2014 Annual Conference

January 15-19, 2014 I Grand Hyatt San Antonio I San Antonio, TX

The Long-Term Costs of Caring: How Caring for An Aging Parent Impacts Income and Wealth Over Time

Friday, January 17, 2014
HBG Convention Center, Bridge Hall Street Level (San Antonio, TX)
* noted as presenting author
Jennifer C. Greenfield, PhD, Assistant Professor, University of Denver, Denver, CO
Purpose: Informal caregivers are the backbone of the long-term care system in the United States, and reliance on informal care is growing. Unfortunately, not much is known about the financial impacts of the caregiving experience, especially long-term. Some evidence suggests that caregivers may experience lost wages, forgone promotions, and other costs as a result of their caregiving responsibilities. Research on the financial implications of caregiving have been largely cross-sectional, however, and often use data that is not nationally representative. The purpose of this study was to examine how caregivers’ income and wealth are impacted by the experience of providing care to an aging parent over time, using longitudinal, nationally representative data.

Methods: Latent growth curve modeling was used to analyze data from six waves of the Health and Retirement Study (1998-2008). Starting with an initial sample of 3107 respondents, aged 51-67, who were not serving as caregivers but who had at least one living parent, income and wealth trajectories were examined separately to test whether caregiving was negatively associated with trajectories over time. Covariates included age, race, gender, education, marital status and self-reported health.

Results: Findings suggest that while caregiving does not have a negative impact for everyone, it is associated with lower income trajectories for at least 15% of respondents, and has marginal significance for an even larger group. Interestingly, caregiving also had an impact on wealth, but only for a very small group (4.3% of respondents).

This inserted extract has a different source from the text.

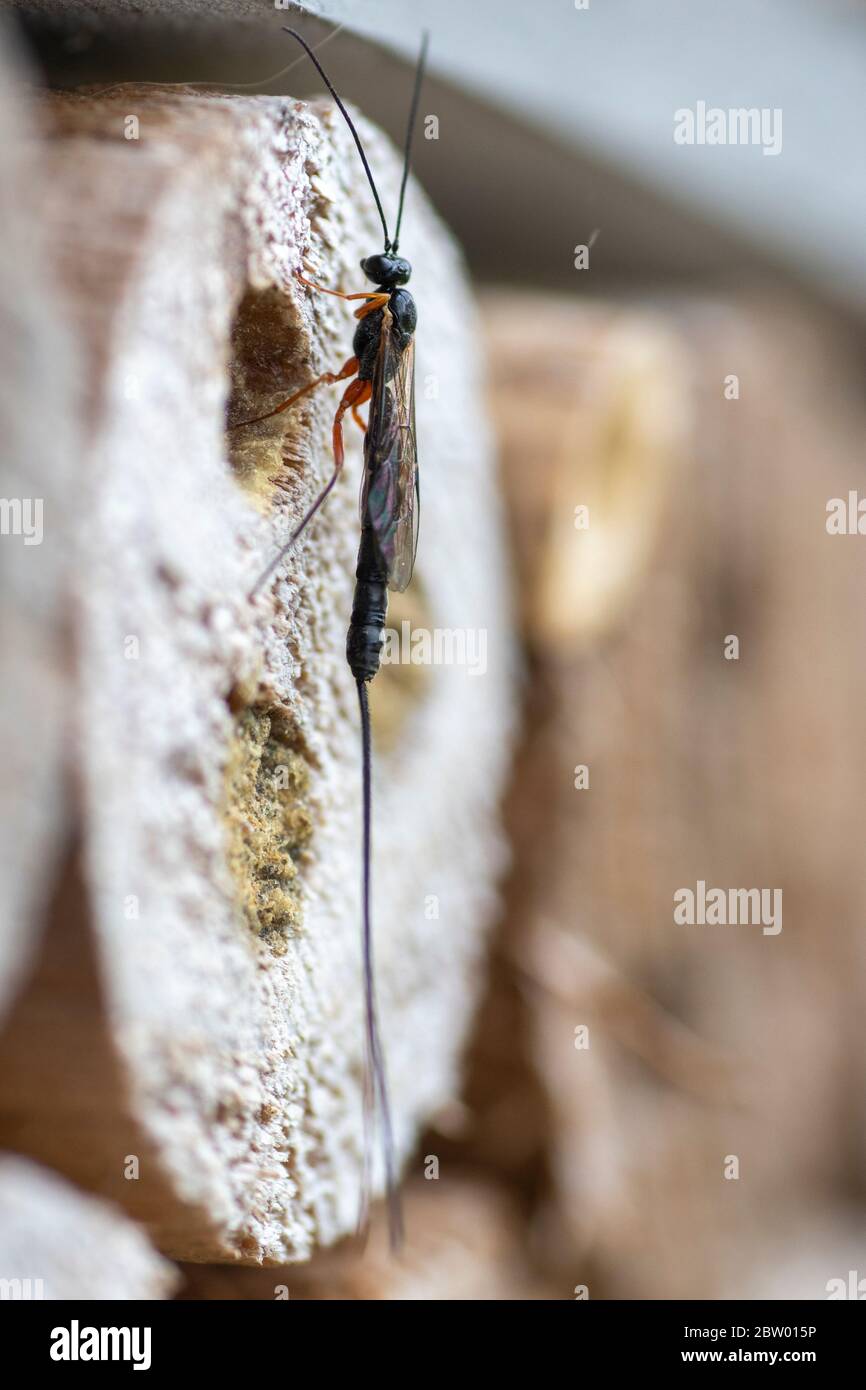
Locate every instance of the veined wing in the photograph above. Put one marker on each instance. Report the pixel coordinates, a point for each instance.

Among those impacted by caregiving, being single, widowed or divorced is negatively associated with income trajectories, and race and education are also significant predictors of membership in this affected group.  Race and education were also predictors of membership in the group for whom caregiving had a negative impact on wealth. As expected, declining health was also associated with lower income and wealth trajectories.

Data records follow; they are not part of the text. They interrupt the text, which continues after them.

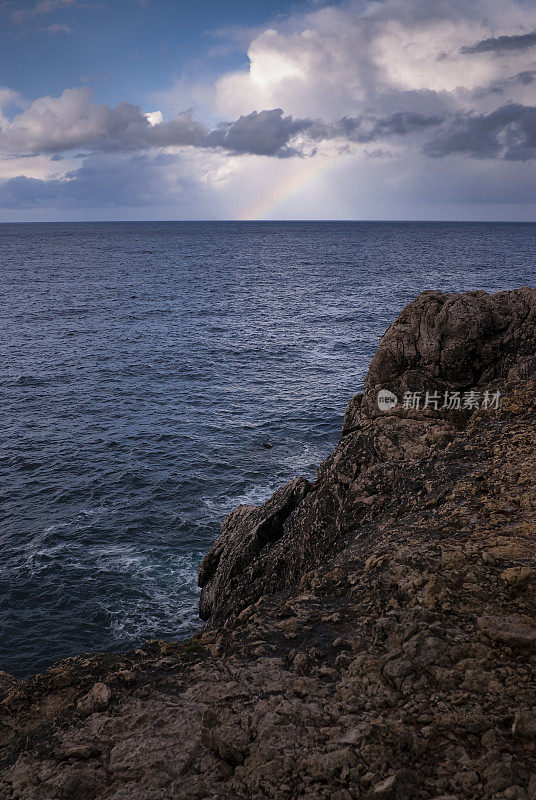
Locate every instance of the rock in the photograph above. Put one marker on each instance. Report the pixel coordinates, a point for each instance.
(524, 724)
(510, 630)
(96, 699)
(245, 533)
(368, 635)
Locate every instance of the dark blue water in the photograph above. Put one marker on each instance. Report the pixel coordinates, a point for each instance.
(143, 369)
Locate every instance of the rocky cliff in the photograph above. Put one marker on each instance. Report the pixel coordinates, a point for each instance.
(368, 635)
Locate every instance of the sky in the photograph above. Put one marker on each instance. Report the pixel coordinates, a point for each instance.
(360, 110)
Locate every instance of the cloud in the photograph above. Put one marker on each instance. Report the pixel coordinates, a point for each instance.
(408, 97)
(72, 121)
(501, 44)
(21, 15)
(108, 182)
(507, 133)
(58, 28)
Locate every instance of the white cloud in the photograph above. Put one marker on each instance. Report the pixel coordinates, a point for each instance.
(343, 60)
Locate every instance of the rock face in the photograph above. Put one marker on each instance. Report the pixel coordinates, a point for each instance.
(440, 343)
(369, 635)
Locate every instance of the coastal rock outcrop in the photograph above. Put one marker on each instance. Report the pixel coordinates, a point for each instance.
(369, 635)
(441, 343)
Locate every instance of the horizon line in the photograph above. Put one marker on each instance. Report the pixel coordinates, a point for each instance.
(264, 221)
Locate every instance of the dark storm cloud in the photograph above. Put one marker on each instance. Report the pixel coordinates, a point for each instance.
(264, 133)
(508, 133)
(501, 44)
(369, 129)
(71, 121)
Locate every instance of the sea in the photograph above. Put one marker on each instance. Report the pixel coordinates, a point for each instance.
(155, 375)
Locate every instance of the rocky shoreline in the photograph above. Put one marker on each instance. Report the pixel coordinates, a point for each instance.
(368, 635)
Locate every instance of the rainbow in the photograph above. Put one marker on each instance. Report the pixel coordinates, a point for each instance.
(303, 175)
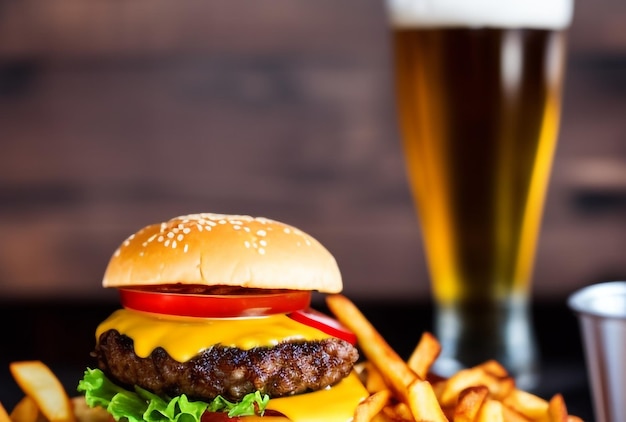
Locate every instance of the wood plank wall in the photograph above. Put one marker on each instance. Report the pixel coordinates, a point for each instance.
(116, 114)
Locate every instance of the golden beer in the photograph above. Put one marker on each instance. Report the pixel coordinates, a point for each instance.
(479, 106)
(479, 136)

Implications: The results suggest that while not everyone who provides care for an aging parent experiences lost income and wealth, some do – and, importantly, caregiving may exacerbate financial insecurity among already vulnerable groups. The impact of lost income has the potential not only to affect caregivers in the present, but may also have long-term impacts on retirement preparation, since lower income leads to lower contributions to Social Security, and, for some, negatively impacts other savings. Future policy reforms should prioritize supports for vulnerable caregivers, since they are most likely to suffer long-term, negative financial consequences from their caregiving experience.